# what cichlid for 20 gallon tank?



## JOMA (Jul 23, 2010)

they can only be from these websites:


: South American Cichlids - Live Fish - PetSmart 


: South & Central American Cichlids - Freshwater Fish - Live Fish & Rock available at PETCO.com


----------



## WhiteGloveAquatics (Sep 3, 2009)

None of those.

20g you are in dwarf cichlid territory and minimal numbers at that. 
Rams,Apistos,Curviceps, and many others fit this bill.


Take a look at this site
Apistogramma and Dwarf Cichlids in Aquarium


----------



## kweenbee2791 (Jul 21, 2010)

Yeah, the previous advice is absolutely correct. A 20 gal is uncomfortabe for a single cichled that reaches 5-6" at full growth. I would go with a maximun of 2 dwarf breed cichlids or get a bigger tank. Rams are really cool cichlids that don't get big and would work for a 20 gal. Only 2 though in that size. They come in alot of cool colorations too! Just make sure to give them plenty of hiding spaces and a finer substrate. My bigger cichlids love to rearrange their tanks! Larger stone substrates tend to make their noses raw from moving it around.  Good luck! Cichlids are awesome!


----------



## JOMA (Jul 23, 2010)

are yellow labs considered dwarfs? i have heard they were


----------



## kweenbee2791 (Jul 21, 2010)

I'm not sure if the yellow cichlid you're referring to is a dwarf or not. Sorry. I do know that most Rams don't get bigger than 3". If you google "cichlid statistics" there are many cichlid sites that will pop up. You can view the maximum size of all kinds of cichlids. That's probably a good place to start and figure out what's available in your area. I, personally, don't recommend purchasing fish online and having them shipped. Not only is it VERY expensive, it's VERY stressful for the fish. Good luck! Cichlids are awesome fish!


----------



## JOMA (Jul 23, 2010)

kweenbee2791 said:


> I'm not sure if the yellow cichlid you're referring to is a dwarf or not. Sorry.

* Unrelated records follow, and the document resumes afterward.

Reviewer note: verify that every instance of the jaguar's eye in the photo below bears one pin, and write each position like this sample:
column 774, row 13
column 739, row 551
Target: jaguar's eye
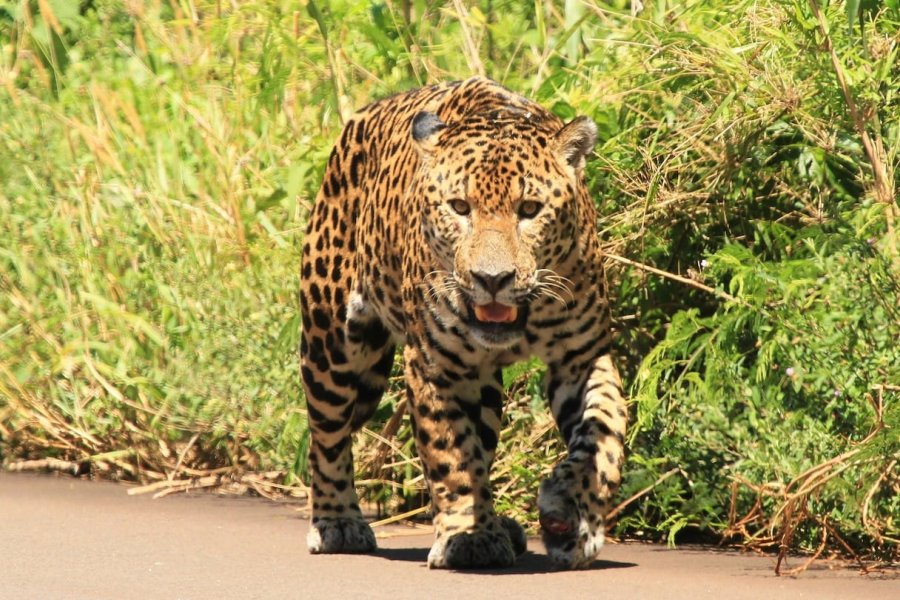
column 460, row 207
column 529, row 209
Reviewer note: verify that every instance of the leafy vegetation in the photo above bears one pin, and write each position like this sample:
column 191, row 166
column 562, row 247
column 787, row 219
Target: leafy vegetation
column 158, row 158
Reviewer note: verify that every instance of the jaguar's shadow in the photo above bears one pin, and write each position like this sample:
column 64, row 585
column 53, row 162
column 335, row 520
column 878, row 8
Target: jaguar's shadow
column 529, row 563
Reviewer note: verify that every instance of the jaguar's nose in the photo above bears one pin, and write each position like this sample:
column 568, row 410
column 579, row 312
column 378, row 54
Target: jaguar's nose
column 493, row 283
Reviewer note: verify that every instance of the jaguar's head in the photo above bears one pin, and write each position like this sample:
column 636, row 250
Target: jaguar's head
column 500, row 194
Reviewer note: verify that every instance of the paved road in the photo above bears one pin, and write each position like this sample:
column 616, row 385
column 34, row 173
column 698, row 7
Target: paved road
column 62, row 538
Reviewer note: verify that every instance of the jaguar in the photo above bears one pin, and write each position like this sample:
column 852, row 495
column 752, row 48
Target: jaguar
column 454, row 221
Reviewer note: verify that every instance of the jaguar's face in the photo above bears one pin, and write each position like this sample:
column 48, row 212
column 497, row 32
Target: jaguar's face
column 500, row 213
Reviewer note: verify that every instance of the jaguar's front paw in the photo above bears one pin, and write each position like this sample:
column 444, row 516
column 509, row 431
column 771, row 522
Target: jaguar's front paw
column 340, row 536
column 572, row 527
column 472, row 550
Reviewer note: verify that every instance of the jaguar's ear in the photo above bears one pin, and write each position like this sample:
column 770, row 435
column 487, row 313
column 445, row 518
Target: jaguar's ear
column 575, row 141
column 425, row 129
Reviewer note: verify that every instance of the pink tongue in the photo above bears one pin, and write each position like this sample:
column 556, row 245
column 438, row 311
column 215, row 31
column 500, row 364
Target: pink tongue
column 496, row 313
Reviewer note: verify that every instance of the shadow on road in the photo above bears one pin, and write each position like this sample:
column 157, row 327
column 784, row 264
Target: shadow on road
column 528, row 563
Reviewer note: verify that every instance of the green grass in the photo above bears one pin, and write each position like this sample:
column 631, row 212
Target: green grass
column 157, row 160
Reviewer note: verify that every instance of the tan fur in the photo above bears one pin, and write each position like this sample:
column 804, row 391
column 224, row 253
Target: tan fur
column 422, row 215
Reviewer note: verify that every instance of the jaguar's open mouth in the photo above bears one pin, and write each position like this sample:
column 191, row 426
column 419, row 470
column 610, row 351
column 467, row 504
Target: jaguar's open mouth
column 495, row 313
column 499, row 323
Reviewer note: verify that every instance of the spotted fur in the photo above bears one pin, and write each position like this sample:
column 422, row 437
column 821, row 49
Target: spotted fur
column 453, row 220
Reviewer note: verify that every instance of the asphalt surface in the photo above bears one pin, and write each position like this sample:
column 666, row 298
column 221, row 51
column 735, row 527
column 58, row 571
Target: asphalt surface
column 63, row 538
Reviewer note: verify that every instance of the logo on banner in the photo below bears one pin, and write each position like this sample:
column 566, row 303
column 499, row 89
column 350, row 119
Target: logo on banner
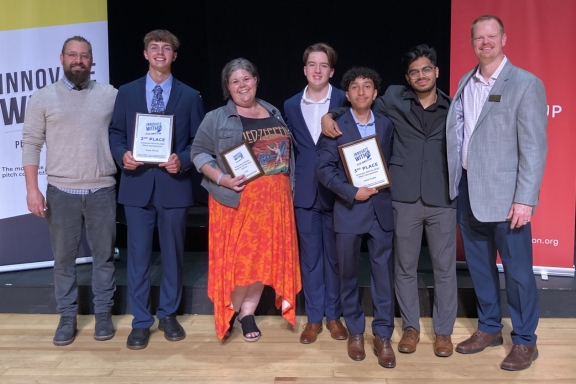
column 13, row 108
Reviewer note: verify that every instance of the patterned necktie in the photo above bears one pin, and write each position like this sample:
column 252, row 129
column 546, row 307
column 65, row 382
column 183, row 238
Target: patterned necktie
column 157, row 101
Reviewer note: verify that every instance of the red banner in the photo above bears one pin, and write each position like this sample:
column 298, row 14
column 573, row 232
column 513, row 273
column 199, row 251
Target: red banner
column 540, row 40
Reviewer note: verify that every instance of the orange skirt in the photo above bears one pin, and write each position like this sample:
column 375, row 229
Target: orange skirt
column 254, row 242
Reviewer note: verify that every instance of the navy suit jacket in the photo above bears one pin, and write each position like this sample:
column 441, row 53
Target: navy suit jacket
column 350, row 215
column 136, row 187
column 306, row 184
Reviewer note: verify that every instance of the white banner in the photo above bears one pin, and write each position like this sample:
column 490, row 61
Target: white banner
column 33, row 63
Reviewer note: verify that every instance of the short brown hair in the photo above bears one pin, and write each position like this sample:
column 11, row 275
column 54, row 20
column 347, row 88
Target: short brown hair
column 321, row 47
column 79, row 39
column 485, row 18
column 163, row 36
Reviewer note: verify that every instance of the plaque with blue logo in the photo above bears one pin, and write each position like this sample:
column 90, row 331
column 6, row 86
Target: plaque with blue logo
column 240, row 160
column 365, row 164
column 153, row 138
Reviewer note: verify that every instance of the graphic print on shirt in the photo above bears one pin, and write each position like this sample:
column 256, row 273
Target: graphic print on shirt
column 271, row 146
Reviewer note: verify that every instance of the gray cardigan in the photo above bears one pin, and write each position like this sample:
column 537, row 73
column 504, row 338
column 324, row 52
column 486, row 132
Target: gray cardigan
column 220, row 130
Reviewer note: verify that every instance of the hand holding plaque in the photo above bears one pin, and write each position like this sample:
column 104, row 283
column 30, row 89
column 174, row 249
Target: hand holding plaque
column 364, row 163
column 240, row 160
column 153, row 138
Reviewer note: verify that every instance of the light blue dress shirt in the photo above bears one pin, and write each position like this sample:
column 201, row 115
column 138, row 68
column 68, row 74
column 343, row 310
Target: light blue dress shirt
column 166, row 86
column 367, row 129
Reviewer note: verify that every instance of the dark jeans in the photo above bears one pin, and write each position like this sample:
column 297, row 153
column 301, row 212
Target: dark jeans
column 65, row 215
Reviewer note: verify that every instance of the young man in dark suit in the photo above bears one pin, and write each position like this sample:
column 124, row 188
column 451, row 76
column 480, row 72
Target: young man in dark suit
column 156, row 193
column 312, row 201
column 361, row 211
column 420, row 196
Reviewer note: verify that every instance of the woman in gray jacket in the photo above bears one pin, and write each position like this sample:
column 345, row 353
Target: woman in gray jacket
column 252, row 232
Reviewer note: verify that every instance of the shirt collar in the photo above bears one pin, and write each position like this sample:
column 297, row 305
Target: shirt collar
column 166, row 85
column 370, row 122
column 309, row 101
column 478, row 77
column 70, row 85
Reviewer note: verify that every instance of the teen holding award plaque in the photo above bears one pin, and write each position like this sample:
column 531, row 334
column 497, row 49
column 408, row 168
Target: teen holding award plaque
column 359, row 211
column 252, row 232
column 156, row 185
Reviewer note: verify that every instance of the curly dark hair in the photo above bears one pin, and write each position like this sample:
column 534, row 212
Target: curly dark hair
column 362, row 72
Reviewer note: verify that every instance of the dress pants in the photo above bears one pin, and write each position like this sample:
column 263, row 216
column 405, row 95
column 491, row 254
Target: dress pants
column 172, row 231
column 381, row 280
column 481, row 241
column 318, row 262
column 66, row 215
column 440, row 225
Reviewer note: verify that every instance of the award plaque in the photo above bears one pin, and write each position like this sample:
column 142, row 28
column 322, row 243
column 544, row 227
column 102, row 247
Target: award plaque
column 364, row 163
column 153, row 137
column 240, row 160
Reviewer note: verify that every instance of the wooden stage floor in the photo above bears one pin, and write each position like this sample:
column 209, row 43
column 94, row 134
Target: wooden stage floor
column 27, row 355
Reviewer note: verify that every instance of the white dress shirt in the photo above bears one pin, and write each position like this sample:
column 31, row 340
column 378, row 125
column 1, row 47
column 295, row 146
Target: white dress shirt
column 474, row 97
column 313, row 112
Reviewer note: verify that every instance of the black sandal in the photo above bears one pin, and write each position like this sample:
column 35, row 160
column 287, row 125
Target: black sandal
column 231, row 328
column 249, row 326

I do know that most Rams don't get bigger than 3". If you google "cichlid statistics" there are many cichlid sites that will pop up. You can view the maximum size of all kinds of cichlids. That's probably a good place to start and figure out what's available in your area. I, personally, don't recommend purchasing fish online and having them shipped. Not only is it VERY expensive, it's VERY stressful for the fish. Good luck! Cichlids are awesome fish!


oh my bad, i think yellow labs are african cichlids, but would like 3 female convicts be able to live in a 20 gallon long? i say all females because idk what i would do with all the baby convicts if i got a breeding pair


----------